Even though the first category generated by ≤ is what you get when you forget the matrix structure of the second category — by replacing each infinite collection of arrows in each case with a single arrow between the same points — that second category of injective linear operators is substantially different from the simple one described by ≤.

This is just scratching the surface of one fingernail of category theory; but hopefully it convinces you that categories and reflexive, transitive binary relations are not trivially equivalent.

Solution 2:

A directed multigraph can be thought of as a one-dimensional simplicial complex: the vertices are points, and the edges are 1-simplices.

Given a category, we can form its nerve, and the 1-skeleton will essentially be a multi-graph.

The observation of the OP is that these two constructions are roughly inverse to each other.

The relationship between simplicial sets and categories is an important one, and is at the basis of the theory of higher categories and its relationship to homotopy theory.
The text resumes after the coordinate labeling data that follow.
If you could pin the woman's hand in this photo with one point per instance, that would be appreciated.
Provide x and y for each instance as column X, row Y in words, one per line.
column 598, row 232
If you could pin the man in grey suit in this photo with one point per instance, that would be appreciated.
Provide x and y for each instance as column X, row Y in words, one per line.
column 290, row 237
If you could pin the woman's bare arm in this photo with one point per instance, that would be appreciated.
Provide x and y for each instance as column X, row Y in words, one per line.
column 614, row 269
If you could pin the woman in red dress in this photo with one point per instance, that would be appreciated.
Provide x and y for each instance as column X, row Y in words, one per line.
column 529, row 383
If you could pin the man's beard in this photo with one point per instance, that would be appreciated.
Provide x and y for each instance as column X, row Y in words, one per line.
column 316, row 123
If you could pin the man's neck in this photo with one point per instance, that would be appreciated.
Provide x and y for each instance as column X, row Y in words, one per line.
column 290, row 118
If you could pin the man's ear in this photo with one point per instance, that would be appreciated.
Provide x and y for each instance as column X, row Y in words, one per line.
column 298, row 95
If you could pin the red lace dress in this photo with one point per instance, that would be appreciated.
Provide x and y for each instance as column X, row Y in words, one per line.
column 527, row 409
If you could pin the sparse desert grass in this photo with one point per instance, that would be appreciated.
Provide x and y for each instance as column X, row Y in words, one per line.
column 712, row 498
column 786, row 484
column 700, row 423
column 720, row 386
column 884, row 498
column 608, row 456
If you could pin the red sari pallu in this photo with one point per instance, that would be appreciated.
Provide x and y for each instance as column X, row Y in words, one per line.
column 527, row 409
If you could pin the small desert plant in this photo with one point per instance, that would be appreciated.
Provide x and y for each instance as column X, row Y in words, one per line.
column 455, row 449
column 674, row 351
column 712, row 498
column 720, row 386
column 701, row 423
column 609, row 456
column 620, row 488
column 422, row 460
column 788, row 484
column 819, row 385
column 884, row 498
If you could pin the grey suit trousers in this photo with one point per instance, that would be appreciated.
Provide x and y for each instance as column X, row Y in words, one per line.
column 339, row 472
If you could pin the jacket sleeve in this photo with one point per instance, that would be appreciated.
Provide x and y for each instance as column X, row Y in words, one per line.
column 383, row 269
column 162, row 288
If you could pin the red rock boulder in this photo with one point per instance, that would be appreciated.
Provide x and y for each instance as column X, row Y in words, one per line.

Thus the OP's observation and question shouldn't be dismissed.

On the other hand, I'm not sure that I agree with the sentiment of the OP's final non-parenthetical sentence: "I don't see how it justifies treating the two as separate branches rather than syntactic shims on identical concepts." Certainly (multi-)graph theorists and (higher-)category/homotopy theorists both make itensive studies of 1-dimensional simplicial sets, but the questions they ask and the constructions they are concerned with are typically extremely different. If they do find common ground, that's great, but they needn't be obliged to seek it.

Most working mathematicians using categories are, furthermore, not thinking in a homotopical/simplicial way at all about the structures involved, but are just taking advantage of the very useful language and range of concepts that category theory provides. These are concepts that (as far as I know) are not used at all by those studying multi-graphs and related structures, and so I don't see any reason that people should be obliged or even encouraged to translate (what to them are) familiar category-theoretic notions into a different terminological framework of relations/multi-graphs.

[Added: Ryan Budney's comment above makes essentially the same point in a pithier fashion.]

Solution 3:

This is an example of that the axioms of a theory doesn't say much of the intentions with the theory. The purpose of relation has never been to study universal properties, for example.